2.5.4. Voor wat betreft de schuur, de stal en de loods staat echter vast dat deze nog steeds worden gebruikt voor agrarische doeleinden. Dit gebruik, dat hoofdzakelijk het stallen van materiaal betreft, is in het plan niet als zodanig bestemd. Ter zitting is gebleken dat de gemeenteraad niet voornemens is dit gebruik te doen beëindigen. Het is dan ook niet aannemelijk dat de thans aan de gronden gegeven woonbestemming binnen de planperiode zal worden gerealiseerd. Onder deze omstandigheden heeft verweerder zich niet in redelijkheid op het standpunt kunnen stellen dat het plan in zoverre niet in strijd is met een goede ruimtelijke ordening. Hieruit volgt dat verweerder, door het plan op dit punt goed te keuren, heeft gehandeld in strijd met artikel 28, tweede lid, van de Wet op de Ruimtelijke Ordening in samenhang met artikel 10:27 van de Algemene wet bestuursrecht. De beroepen van [appellanten sub 1] en [appellant sub 2A] en [appellant sub 2B] zijn in zoverre gegrond, zodat het bestreden besluit in zoverre dient te worden vernietigd. Nu rechtens maar één te nemen besluit mogelijk is, ziet de Afdeling aanleiding om aan dit plandeel goedkeuring te onthouden.
2.6. Verweerder dient voor wat betreft [appellanten sub 1] en [appellant sub 2A] en [appellant sub 2B] in de proceskosten te worden veroordeeld. Voor wat betreft [appellanten sub 3] bestaat geen aanleiding voor een proceskostenveroordeling.
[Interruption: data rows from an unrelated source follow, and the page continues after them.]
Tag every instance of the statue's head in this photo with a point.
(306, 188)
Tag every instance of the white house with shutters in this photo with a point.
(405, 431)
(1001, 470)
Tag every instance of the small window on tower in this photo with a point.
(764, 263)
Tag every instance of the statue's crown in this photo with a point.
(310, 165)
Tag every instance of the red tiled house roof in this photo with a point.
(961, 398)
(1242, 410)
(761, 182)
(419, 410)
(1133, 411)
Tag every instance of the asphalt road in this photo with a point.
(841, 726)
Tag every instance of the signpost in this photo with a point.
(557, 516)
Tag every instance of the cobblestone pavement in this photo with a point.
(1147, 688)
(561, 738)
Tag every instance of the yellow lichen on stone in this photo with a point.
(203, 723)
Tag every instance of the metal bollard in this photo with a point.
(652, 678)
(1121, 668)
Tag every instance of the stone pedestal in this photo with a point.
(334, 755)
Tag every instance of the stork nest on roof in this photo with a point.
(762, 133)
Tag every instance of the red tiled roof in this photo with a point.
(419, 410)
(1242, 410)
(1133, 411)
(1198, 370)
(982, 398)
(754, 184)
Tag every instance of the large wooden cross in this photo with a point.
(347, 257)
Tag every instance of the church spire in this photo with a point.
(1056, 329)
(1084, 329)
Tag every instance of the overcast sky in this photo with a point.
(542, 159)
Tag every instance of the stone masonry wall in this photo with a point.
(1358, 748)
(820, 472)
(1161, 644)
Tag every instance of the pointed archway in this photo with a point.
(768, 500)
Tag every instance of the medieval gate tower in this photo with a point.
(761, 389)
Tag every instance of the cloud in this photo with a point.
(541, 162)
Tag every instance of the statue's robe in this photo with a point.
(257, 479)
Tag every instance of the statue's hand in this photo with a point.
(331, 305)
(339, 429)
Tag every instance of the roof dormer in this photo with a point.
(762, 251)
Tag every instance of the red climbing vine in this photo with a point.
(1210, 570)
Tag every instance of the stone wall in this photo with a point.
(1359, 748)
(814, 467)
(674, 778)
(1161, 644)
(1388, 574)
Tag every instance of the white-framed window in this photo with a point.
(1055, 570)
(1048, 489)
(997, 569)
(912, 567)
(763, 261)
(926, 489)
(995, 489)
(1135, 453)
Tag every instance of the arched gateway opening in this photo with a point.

De Afdeling bestuursrechtspraak van de Raad van State
Recht doende in naam der Koningin:
I. verklaart de beroepen van [appellanten sub 1] en [appellant sub 2A] en [appellant sub 2B] voorzover het betreft de goedkeuring van het plandeel zoals weergeven op de bij deze uitspraak behorende gewaarmerkte kaart gegrond;
II. vernietigt het besluit van het college van gedeputeerde staten van Gelderland van 22 juli 2003, no. RE2002.118431, voorzover het de goedkeuring van het plandeel aangeduid op de bij deze uitspraak behorende gewaarmerkte kaart betreft;
III. onthoudt goedkeuring aan het plandeel genoemd onder II.;
IV. bepaalt dat deze uitspraak in de plaats treedt van het besluit voorzover dit is vernietigd;
V. verklaart de beroepen van [appellanten sub 1] en [appellant sub 2A] en [appellant sub 2B], voor het overige, en het beroep van [appellanten sub 3], geheel, ongegrond;
VI. veroordeelt het college van gedeputeerde staten van Gelderland in de door [appellanten sub 1] en [appellant sub 2A] en [appellant sub 2B] in verband met de behandeling van hun beroepen gemaakte proceskosten tot een bedrag van € 1741,05; het bedrag dient door de provincie Gelderland als volgt te worden betaald aan appellanten:
- € 805,00 voor [appellanten sub 1], welk bedrag geheel is toe te rekenen aan door een derde beroepsmatig verleende rechtsbijstand;
- € 936,05 voor [appellant sub 2A] en [appellant sub 2B], waarvan € 805,00 is toe te rekenen aan door een derde beroepsmatig verleende rechtsbijstand;
VII. gelast dat de provincie Gelderland aan [appellanten sub 1] en [appellant sub 2A] en [appellant sub 2B] het door hen voor de behandeling van hun beroepen betaalde griffierecht (€ 116,00 voor elk van hen) vergoedt.
Aldus vastgesteld door mr. P.J.J. van Buuren, Voorzitter, en mr. H.Ph.J.A.M. Hennekens en mr. P.C.E. van Wijmen, Leden, in tegenwoordigheid van mr. C.M. Nollen, ambtenaar van Staat.